Pedra sobre pedra esse povo edificou as mais impressionantes e misteriosas construções da África Austral, hoje em ruínas.
O local, de enorme importância para o país, é pouco visitado. A quem lá chega transmite a sensação de ser um explorador do século XIX, um Indiana Jones dos nossos dias. Aqui pode-se acampar, ficar numa casa redonda típica mesmo junto às ruínas ou no grande hotel, que fica mais acima. Companhia constante serão os babuínos, que tudo farão para roubar a sua comida, nem que para isso tenham de entrar pelo quarto dentro.
Muito menos conhecido que estas ruínas ou que as cataratas, as colinas de Matopo são um dos mais bem guardados segredos do Zimbabwe.

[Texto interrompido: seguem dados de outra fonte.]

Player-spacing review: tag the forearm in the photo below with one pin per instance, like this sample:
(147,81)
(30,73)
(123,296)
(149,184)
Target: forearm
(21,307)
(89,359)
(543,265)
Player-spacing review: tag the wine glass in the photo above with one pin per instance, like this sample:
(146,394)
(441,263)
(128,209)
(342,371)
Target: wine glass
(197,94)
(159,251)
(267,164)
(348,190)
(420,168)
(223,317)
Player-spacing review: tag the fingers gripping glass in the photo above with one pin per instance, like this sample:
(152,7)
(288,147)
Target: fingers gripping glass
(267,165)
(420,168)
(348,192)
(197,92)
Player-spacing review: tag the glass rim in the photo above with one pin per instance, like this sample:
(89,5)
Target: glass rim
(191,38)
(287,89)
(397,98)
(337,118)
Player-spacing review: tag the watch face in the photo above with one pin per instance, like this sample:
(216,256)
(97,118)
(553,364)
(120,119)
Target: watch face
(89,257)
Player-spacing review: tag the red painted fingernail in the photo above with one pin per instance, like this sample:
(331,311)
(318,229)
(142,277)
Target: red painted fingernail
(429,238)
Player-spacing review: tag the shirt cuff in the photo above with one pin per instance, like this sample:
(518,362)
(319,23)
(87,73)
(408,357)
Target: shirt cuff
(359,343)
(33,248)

Os mais antigos vestígios humanos aqui encontrados remontam há mais de 10 mil anos, podendo-se visitar várias pinturas rupestres em pequenas grutas e um pequeno museu com artefactos.
A paisagem granítica dominada por enormes pedregulhos rolados, em equilíbrio por vezes duvidoso, apaixonou Cecil Rhodes, o mentor da linha férrea do Cairo ao Cabo, que acabaria por escolher estas colinas para a sua última morada e dar nome ao país: Rodésia.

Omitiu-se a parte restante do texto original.